Jim Dow could have taken the money and run.
Plenty of well-meaning people suggested he was crazy not to, including business colleagues and financial advisers.
And nobody, not even his 54 employees -- average tenure, 10-plus years -- would have blamed him for selling Diversified Plastics, the Brooklyn Park manufacturing firm Dow founded 35 years ago, to the highest bidder.
The business was profitable and growing. Sales jumped 24 percent to $8.3 million in 2011, and are forecast to rise to $10 million in 2012. Diversified had even managed to squeak out a profit during the worst of the recession, though it hadn't been easy. The workweek was cut from five days to four, and management took pay cuts. But nobody lost jobs, and business came back strongly.
Which made it the perfect time to sell. Plus, at 75, Dow was at least a decade past the age when most entrepreneurs cash out and savor the fruits of their labors.
While no son, daughter or co-founder was waiting to take the reins, there were plenty of would-be buyers. Their visits to the factory floor had become increasingly routine in recent years, so employees expected the worst when they gathered for what they were told would be an important company meeting.
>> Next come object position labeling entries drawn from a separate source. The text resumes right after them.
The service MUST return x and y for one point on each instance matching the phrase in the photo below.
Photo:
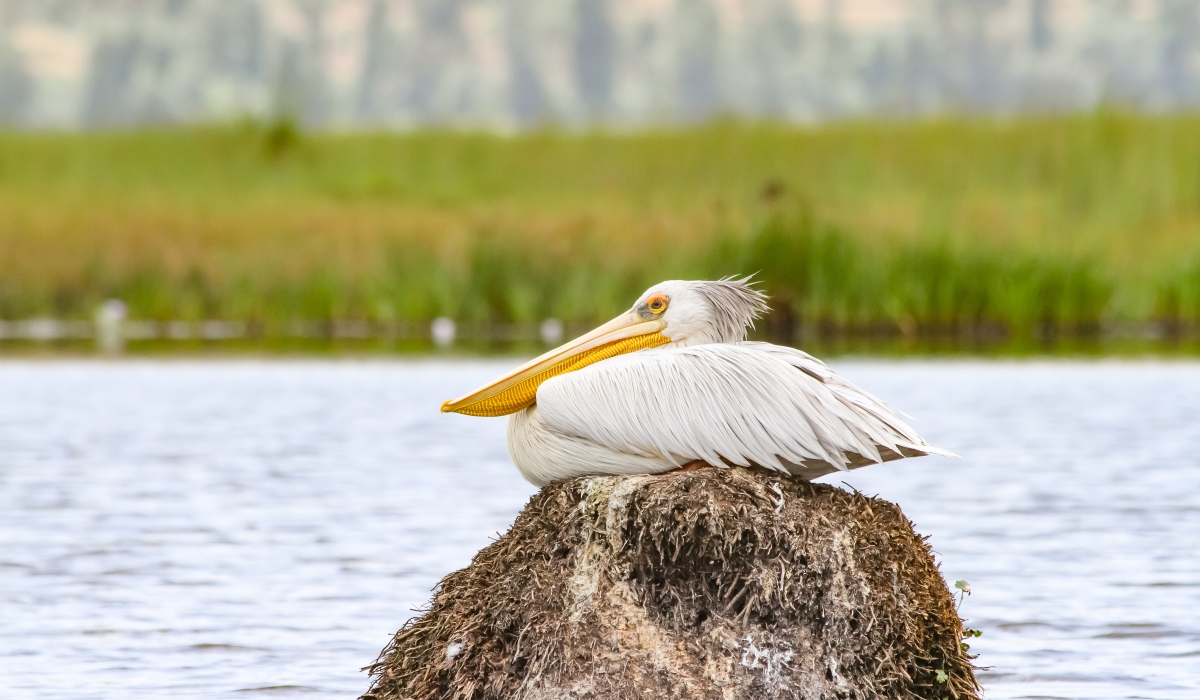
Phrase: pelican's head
(676, 312)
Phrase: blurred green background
(970, 233)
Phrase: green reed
(936, 227)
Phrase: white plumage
(705, 395)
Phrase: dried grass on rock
(709, 584)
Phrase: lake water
(259, 528)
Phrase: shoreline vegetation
(971, 229)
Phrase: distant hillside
(625, 63)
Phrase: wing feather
(741, 404)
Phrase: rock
(720, 582)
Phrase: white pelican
(673, 383)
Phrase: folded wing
(744, 404)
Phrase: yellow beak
(519, 388)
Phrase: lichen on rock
(720, 582)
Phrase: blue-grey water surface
(258, 528)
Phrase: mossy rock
(720, 582)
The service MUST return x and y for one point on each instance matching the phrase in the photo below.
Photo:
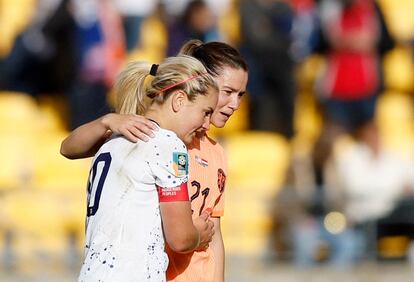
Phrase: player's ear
(179, 98)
Dow opened the session by acknowledging that he was "getting on in years," and that it was time to plan for the future. When he turned to a PowerPoint presentation and said, "I'd like to introduce you to your new owners," some employees began to weep.
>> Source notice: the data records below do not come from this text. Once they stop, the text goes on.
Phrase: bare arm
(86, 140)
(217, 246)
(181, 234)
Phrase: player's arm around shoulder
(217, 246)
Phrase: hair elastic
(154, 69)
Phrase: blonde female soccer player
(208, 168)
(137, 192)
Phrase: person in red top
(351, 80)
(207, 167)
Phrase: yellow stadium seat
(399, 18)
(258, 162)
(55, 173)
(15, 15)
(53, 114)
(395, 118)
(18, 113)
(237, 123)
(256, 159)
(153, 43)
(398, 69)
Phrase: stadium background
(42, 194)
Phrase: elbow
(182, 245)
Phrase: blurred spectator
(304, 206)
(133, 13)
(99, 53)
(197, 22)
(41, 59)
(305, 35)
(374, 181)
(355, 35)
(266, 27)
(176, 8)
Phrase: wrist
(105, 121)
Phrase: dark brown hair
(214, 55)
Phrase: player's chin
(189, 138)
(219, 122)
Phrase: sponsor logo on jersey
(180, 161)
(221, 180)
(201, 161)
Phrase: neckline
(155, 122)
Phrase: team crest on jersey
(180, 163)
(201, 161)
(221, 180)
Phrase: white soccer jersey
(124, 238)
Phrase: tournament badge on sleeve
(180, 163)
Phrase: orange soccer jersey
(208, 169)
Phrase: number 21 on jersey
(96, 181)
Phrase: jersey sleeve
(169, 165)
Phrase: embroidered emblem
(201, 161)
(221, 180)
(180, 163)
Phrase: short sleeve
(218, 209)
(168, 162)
Capitalism gets a bad rap these days. The starting point for the Occupy Wall Street movement and its offshoot, We are the 99%, is that the "system" is rigged against them. It is a sentiment that has even taken hold in the Republican primaries, where front-runner Mitt Romney finds himself under attack for being a successful businessman.
Think of Dow as a counterweight to that argument, but not the exception to the rule. For every Wall Street banker who took a government bailout or multinational CEO that shifts jobs to China, there are 1,000 Jim Dows starting a business, fighting to keep it alive, or worrying about how to grow it.
They are the backbone of the U.S. economy and the source of its strength. They create jobs that raise standards of living. Just ask Annette Lund, who started at Diversified more than 30 years ago as a part-time receptionist. The company helped pay for her to get a bachelor's degree, and today she's a vice president.
Entrepreneurs like Dow take risks that sometimes pay off in a big way, but often don't.
Dow certainly didn't know what to expect in 1977. He was almost 40 years old and had just been cut loose from the only company he'd ever worked for after college. And he was angry about it.
"I decided that if I was ever going to be unemployed again because of a bad decision by some idiot, then I would be that idiot," he said.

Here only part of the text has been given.